Performance Tuning Alexa Skills using AWS Lambda

I’m an Alexa Development Champion and O’Reilly Author on Alexa. I create new Alexa skills every month, and monitor the usage of those already running and update as needed.

AWS Lambda is a great service, and by default, the way of coding logic that sits behind the popular Amazon Alexa platform. One of my Alexa Skills that uses it gets popular at this time of the year, especially from August through October. It’s called Hurricane Center, and serves data from the National Hurricane Center on your Amazon Alexa device.

Recently with Hurricanes Harvey and Irma, it’s been seeing peak traffic, hitting new all-time usage highs. Given that it’s using the Serverless model, it automatically scales with the load, so I don’t have to do anything in support of the spike. It does make me take a look at my monthly AWS invoice, just to make sure I stay on top of the related costs. Here is my analysis from performance tuning the Hurricane Center skill, and the cost implications.

Performance Tuning AWS Lambda

One of the default variables when provisioning Lambda functions is the memory allocation. It’s controlled by a slider (see below) on the advanced settings tab of the console, and by default, starts out at 128MB. This setting can be adjusted without any coding changes to the Lambda function. Just save, and the platform will redeploy the function with the new capacity.

By changing the memory allocation from the default of 128MB to 512MB (and the relative corresponding vCPU change of 4x), the performance improves dramatically. Here is the graph of response time in CloudWatch showing daily average performance of the calls to this function. The change was made on August 14th. Previously the performance was in the 300ms range, it’s now averaging in the 100ms range — a 3X improvement! The traffic spikes I’ve received in the last two weeks haven’t made a dent in this either as performance has stayed quick — at 100ms.

What is the Cost Impact?

A good question anytime we throw extra resources at an application is what is the cost impact. Something that seems to be inexpensive in relative terms can quickly add up.

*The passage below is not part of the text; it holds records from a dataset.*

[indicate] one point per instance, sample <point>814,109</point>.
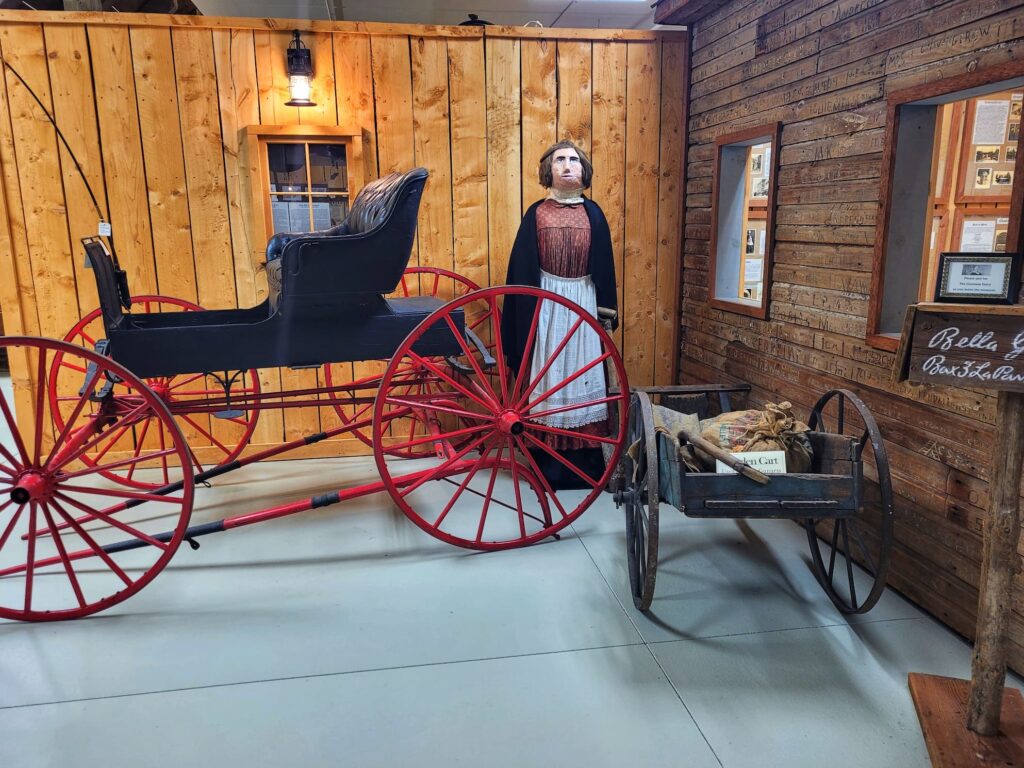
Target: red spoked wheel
<point>417,281</point>
<point>71,542</point>
<point>484,487</point>
<point>222,437</point>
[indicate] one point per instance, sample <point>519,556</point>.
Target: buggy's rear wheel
<point>212,439</point>
<point>417,281</point>
<point>491,428</point>
<point>842,547</point>
<point>71,542</point>
<point>640,499</point>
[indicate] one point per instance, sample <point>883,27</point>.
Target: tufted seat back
<point>369,211</point>
<point>354,263</point>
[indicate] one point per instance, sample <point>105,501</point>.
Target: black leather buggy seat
<point>327,299</point>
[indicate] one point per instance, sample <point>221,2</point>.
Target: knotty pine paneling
<point>153,108</point>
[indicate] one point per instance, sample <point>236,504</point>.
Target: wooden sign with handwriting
<point>978,350</point>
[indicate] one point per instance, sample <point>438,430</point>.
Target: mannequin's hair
<point>545,170</point>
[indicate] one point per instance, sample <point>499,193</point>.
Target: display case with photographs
<point>974,169</point>
<point>988,154</point>
<point>752,265</point>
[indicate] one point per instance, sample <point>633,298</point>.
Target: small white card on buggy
<point>769,462</point>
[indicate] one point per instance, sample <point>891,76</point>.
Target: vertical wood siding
<point>823,70</point>
<point>153,109</point>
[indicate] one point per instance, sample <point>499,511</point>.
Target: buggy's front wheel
<point>73,543</point>
<point>842,548</point>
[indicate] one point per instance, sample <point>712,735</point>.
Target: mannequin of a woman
<point>563,246</point>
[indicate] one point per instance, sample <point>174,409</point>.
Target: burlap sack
<point>778,430</point>
<point>728,431</point>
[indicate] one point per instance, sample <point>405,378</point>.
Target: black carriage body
<point>327,300</point>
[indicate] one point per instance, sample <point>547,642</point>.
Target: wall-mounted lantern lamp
<point>300,70</point>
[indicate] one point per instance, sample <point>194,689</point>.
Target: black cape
<point>524,269</point>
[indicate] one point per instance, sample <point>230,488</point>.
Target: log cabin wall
<point>823,69</point>
<point>153,107</point>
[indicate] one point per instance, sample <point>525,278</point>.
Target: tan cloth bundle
<point>774,428</point>
<point>779,430</point>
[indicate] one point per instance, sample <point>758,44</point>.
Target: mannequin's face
<point>566,170</point>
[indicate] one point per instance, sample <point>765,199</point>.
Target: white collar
<point>567,197</point>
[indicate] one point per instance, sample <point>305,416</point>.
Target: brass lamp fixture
<point>300,71</point>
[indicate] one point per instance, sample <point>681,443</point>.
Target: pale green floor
<point>347,637</point>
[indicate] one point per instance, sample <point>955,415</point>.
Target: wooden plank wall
<point>823,69</point>
<point>152,105</point>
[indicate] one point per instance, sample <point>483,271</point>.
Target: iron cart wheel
<point>640,499</point>
<point>482,487</point>
<point>416,281</point>
<point>71,542</point>
<point>222,437</point>
<point>867,537</point>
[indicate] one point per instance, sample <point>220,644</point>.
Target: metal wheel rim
<point>848,530</point>
<point>641,519</point>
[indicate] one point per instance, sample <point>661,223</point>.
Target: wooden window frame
<point>740,306</point>
<point>257,178</point>
<point>980,78</point>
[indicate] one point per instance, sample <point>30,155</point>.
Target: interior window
<point>308,185</point>
<point>952,170</point>
<point>742,203</point>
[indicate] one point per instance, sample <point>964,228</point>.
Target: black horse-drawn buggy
<point>148,396</point>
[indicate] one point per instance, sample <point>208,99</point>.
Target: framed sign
<point>978,278</point>
<point>964,346</point>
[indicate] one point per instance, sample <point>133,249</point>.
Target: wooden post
<point>977,723</point>
<point>998,564</point>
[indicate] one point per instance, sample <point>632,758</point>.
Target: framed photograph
<point>978,279</point>
<point>986,155</point>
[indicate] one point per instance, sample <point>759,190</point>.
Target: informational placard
<point>978,236</point>
<point>990,122</point>
<point>968,350</point>
<point>768,462</point>
<point>968,279</point>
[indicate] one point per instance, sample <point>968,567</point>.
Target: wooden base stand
<point>942,705</point>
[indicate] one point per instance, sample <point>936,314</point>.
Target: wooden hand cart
<point>844,503</point>
<point>134,409</point>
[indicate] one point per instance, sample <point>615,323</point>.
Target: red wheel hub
<point>31,486</point>
<point>509,423</point>
<point>161,389</point>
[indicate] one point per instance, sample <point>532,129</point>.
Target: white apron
<point>585,346</point>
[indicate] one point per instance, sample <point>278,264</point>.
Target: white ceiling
<point>626,14</point>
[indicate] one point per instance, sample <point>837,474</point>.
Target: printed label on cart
<point>769,462</point>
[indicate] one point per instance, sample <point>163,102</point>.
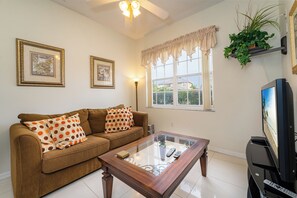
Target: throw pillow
<point>41,129</point>
<point>118,120</point>
<point>131,120</point>
<point>66,132</point>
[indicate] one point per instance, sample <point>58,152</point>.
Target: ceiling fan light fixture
<point>135,5</point>
<point>124,6</point>
<point>126,13</point>
<point>136,13</point>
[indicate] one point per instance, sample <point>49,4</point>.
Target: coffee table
<point>148,170</point>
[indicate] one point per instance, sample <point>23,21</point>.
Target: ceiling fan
<point>130,8</point>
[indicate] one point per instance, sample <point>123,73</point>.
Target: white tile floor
<point>226,178</point>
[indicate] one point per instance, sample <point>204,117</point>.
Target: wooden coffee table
<point>148,170</point>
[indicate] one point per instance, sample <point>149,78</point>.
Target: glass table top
<point>151,155</point>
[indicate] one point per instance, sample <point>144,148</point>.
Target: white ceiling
<point>111,16</point>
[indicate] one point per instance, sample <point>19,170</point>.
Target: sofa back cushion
<point>83,116</point>
<point>97,118</point>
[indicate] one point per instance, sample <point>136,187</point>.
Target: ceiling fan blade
<point>95,3</point>
<point>159,12</point>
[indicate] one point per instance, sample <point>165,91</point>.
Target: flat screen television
<point>278,126</point>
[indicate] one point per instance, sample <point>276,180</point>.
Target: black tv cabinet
<point>260,167</point>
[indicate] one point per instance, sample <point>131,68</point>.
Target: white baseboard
<point>227,152</point>
<point>4,175</point>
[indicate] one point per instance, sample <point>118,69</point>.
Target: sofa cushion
<point>40,128</point>
<point>121,138</point>
<point>66,132</point>
<point>97,118</point>
<point>83,116</point>
<point>117,120</point>
<point>59,159</point>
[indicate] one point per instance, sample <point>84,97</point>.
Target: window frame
<point>175,90</point>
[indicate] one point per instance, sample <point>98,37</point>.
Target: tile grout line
<point>90,189</point>
<point>241,187</point>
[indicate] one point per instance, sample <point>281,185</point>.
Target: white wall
<point>286,60</point>
<point>237,114</point>
<point>49,23</point>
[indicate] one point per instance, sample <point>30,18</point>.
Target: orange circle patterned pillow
<point>66,132</point>
<point>41,129</point>
<point>118,120</point>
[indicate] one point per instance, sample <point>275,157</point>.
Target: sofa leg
<point>107,181</point>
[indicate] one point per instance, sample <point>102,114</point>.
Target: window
<point>179,83</point>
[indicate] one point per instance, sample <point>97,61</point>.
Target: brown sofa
<point>35,174</point>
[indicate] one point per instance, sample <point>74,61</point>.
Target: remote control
<point>279,188</point>
<point>170,152</point>
<point>177,154</point>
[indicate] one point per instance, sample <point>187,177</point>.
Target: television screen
<point>269,113</point>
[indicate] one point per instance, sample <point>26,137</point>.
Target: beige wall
<point>46,22</point>
<point>286,60</point>
<point>237,114</point>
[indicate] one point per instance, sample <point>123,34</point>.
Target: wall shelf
<point>260,51</point>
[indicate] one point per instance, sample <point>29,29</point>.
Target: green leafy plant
<point>251,35</point>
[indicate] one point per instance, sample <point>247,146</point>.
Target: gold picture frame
<point>293,35</point>
<point>39,64</point>
<point>102,73</point>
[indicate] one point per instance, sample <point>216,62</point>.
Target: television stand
<point>261,167</point>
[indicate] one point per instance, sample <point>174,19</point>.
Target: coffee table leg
<point>107,180</point>
<point>203,163</point>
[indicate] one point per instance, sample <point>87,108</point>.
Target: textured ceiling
<point>110,15</point>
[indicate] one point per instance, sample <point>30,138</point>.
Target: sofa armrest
<point>26,157</point>
<point>141,119</point>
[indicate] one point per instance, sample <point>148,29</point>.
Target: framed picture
<point>102,73</point>
<point>293,35</point>
<point>39,64</point>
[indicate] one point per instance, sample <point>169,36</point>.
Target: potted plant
<point>251,35</point>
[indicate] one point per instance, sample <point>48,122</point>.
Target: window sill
<point>181,108</point>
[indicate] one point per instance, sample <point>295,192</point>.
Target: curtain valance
<point>204,38</point>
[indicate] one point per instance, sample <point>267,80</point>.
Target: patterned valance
<point>204,38</point>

The pricing structure that AWS has on Lambda is quite generous. This is especially true given the relative usage of an Alexa skill. A free tier exists on accounts, and the limits for staying under it are 1M requests, as well as 400,000 GB-seconds of CPU usage in a month. It’s the second measure that we are impacting by going with a higher memory allocation, as the volume of transactions stays the same.

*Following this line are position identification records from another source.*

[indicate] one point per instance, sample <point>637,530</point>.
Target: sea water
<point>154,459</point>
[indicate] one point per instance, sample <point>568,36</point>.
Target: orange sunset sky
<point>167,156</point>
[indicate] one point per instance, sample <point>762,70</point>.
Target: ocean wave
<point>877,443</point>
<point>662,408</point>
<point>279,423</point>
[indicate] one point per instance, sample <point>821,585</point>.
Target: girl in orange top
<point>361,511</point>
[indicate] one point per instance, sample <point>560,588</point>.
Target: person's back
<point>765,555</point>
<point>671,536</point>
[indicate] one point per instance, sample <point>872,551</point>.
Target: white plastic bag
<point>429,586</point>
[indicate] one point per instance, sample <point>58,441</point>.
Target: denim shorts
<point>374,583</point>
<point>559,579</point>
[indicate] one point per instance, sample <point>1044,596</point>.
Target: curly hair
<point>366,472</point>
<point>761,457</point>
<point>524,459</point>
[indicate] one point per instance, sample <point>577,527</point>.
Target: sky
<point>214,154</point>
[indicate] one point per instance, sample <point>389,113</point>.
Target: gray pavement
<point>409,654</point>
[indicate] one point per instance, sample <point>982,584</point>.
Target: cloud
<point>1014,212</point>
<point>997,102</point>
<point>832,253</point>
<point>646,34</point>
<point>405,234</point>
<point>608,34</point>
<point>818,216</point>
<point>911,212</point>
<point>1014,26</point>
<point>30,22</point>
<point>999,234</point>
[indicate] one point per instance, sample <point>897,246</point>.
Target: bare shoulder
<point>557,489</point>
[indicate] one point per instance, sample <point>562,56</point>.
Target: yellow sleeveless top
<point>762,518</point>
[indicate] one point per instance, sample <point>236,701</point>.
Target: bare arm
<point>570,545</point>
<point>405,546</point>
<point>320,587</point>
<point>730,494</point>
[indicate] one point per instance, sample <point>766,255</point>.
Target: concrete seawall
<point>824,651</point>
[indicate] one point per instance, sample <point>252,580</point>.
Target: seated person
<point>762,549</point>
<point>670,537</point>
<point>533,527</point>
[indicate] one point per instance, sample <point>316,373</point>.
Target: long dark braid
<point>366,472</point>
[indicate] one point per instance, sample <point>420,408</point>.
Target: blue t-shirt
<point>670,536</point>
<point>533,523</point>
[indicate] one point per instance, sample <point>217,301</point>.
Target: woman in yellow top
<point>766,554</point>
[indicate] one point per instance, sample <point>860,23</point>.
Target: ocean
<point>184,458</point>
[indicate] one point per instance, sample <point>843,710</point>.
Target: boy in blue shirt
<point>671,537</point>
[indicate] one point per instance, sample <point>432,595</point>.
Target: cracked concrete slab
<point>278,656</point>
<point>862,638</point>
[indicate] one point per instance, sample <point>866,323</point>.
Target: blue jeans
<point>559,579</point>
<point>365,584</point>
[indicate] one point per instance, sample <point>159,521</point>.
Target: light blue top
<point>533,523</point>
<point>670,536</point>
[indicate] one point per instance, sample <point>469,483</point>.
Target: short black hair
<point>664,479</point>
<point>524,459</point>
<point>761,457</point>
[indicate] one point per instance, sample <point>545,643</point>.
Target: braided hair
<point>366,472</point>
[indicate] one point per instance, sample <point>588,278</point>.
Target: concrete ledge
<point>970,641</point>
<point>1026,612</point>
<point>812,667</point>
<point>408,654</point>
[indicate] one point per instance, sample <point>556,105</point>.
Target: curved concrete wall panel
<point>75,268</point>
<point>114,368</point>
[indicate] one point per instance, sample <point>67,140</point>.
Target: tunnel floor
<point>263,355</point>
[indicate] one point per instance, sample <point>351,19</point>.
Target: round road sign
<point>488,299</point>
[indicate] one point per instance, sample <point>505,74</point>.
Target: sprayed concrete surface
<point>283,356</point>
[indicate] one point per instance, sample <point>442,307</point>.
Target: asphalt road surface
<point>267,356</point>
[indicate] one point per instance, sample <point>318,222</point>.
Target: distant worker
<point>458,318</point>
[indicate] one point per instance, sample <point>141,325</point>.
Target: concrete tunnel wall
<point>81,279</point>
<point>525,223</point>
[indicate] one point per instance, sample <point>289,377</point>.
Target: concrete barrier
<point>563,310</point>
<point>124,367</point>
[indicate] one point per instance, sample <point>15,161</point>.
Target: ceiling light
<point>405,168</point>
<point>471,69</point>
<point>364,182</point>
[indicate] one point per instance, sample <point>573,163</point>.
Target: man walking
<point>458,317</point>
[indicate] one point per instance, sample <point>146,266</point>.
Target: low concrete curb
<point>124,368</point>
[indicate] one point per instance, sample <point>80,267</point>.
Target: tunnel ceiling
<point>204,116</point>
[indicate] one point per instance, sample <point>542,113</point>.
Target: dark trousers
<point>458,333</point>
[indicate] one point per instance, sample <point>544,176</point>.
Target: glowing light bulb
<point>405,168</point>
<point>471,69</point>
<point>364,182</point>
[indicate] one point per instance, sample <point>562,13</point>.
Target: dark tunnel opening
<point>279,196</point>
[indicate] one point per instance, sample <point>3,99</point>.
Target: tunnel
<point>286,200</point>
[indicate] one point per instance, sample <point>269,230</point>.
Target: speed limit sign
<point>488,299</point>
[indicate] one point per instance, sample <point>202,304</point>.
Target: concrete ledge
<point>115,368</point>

Let’s do the Math for this Change

The impact of going from 128MB to 512MB doesn’t mean that the cost goes up by 4X. The unit of measure is the combination of memory allocated multiplied by the transaction time in increments of 100ms. Given that we see the a 3X reduction in response time, they almost offset.

Scenario #1 — Small (128MB) version

10k executions x 300ms x 128MB = 384 GB-seconds.

Scenario #2 — Larger (512MB) version

10k executions x 100ms x 512MB = 512 GB-seconds.

So the net result of quadrupling the memory is a 34% jump in consumption — and my skill gets a 3X performance improvement. BOOM!

Don’t tune beyond 100ms

Going beyond 512MB is possible as the service supports sizes up to 1.5GB. There is “fine print” in the pricing model for Lambda highlighting that the cost for each transaction gets rounded to the nearest 100ms. The implication is that once you get below 100ms in performance, any increase in heap will just grow the overall usage. Here’s the scenario matching the example above.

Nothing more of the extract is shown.